I believe that most of us are unable to imagine what it is like to suffer from a terminal illness. Not only do those patients often experience intractable pain, but they may also endure the loss of all those activities and personal connections that make their lives meaningful and joyful.

A Maryland law that allows people who have a terminal illness to achieve a peaceful death, including the possibility of sharing their last moments with loving friends and family, is a matter of individual freedom. The lack of such a law is "democracy" overriding personal liberty at one of the most important junctures in one's life.

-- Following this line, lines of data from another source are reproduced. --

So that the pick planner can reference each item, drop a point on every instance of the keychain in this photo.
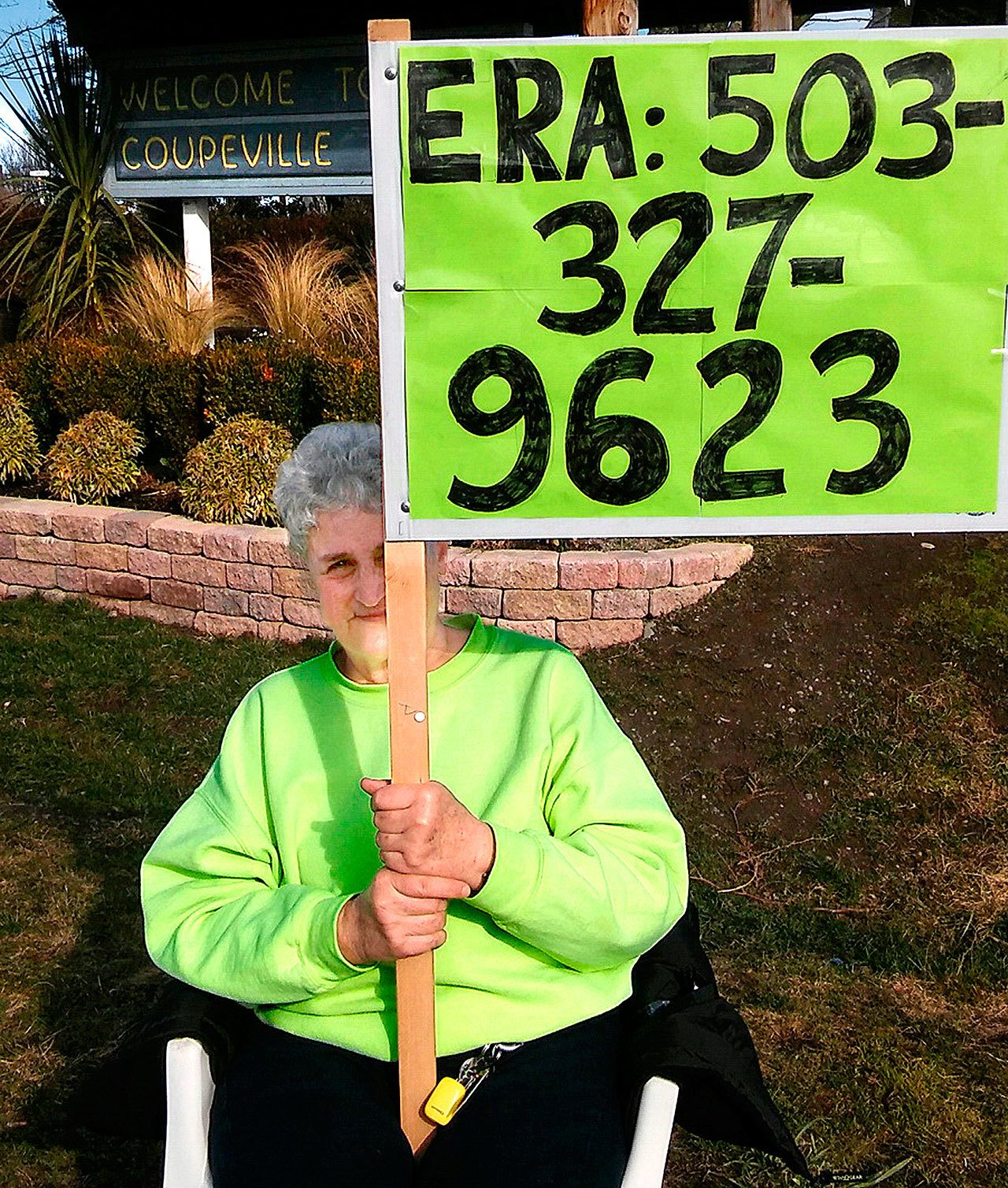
(450, 1094)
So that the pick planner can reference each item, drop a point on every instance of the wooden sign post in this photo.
(770, 14)
(406, 611)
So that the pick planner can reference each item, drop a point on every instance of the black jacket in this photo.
(679, 1027)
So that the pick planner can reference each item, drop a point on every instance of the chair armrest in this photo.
(651, 1134)
(191, 1094)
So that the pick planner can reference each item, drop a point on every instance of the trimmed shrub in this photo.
(230, 476)
(94, 459)
(265, 379)
(343, 389)
(19, 454)
(172, 410)
(89, 376)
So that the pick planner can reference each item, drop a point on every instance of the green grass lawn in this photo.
(867, 942)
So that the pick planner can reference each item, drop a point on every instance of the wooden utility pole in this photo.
(769, 14)
(609, 18)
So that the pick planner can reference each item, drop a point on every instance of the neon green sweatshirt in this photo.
(242, 889)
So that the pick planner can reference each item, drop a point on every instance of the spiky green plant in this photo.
(94, 459)
(19, 454)
(67, 258)
(230, 476)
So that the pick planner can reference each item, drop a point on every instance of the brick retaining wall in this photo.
(242, 580)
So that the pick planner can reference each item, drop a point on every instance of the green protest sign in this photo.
(754, 280)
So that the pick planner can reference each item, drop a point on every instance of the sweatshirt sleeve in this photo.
(217, 914)
(608, 877)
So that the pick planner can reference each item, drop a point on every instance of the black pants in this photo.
(298, 1113)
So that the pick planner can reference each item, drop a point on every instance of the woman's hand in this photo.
(422, 830)
(397, 916)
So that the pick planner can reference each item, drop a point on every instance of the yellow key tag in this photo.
(445, 1101)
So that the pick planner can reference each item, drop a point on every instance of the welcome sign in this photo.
(673, 285)
(242, 124)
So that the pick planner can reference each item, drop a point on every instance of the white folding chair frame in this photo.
(191, 1094)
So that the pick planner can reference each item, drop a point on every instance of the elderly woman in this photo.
(539, 863)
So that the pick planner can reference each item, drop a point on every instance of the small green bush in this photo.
(19, 454)
(88, 376)
(230, 476)
(264, 378)
(343, 389)
(94, 459)
(26, 370)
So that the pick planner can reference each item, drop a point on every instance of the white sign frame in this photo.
(390, 250)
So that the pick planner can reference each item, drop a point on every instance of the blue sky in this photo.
(16, 14)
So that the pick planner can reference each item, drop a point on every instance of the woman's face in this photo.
(346, 557)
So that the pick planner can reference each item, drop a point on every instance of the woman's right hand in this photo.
(397, 916)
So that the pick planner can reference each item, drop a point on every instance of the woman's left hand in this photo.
(422, 830)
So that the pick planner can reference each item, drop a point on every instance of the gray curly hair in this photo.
(334, 466)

Ms. Catalfamo points to the possibility of manipulation by family members. These concerns, however, are addressed, as they have been in Washington and Oregon (where there have been no instances of abuse or coercion), by safeguards in the law that protect against such intrusions on the patient's decision-making.

Ms. Catalfamo is correct that end-of-life choices are not objective. Indeed, they are completely subjective, and that is precisely the point. Our democracy, in making the choice that Ms. Mizeur supports available for terminally ill patients, validates the autonomy of each citizen — something at the core of our shared values.

I agree with Heather Mizeur. Maryland law should be changed to allow mentally competent, terminally ill adults to legally choose aid in dying when palliative and hospice care can no longer provide, for them, a satisfactory life.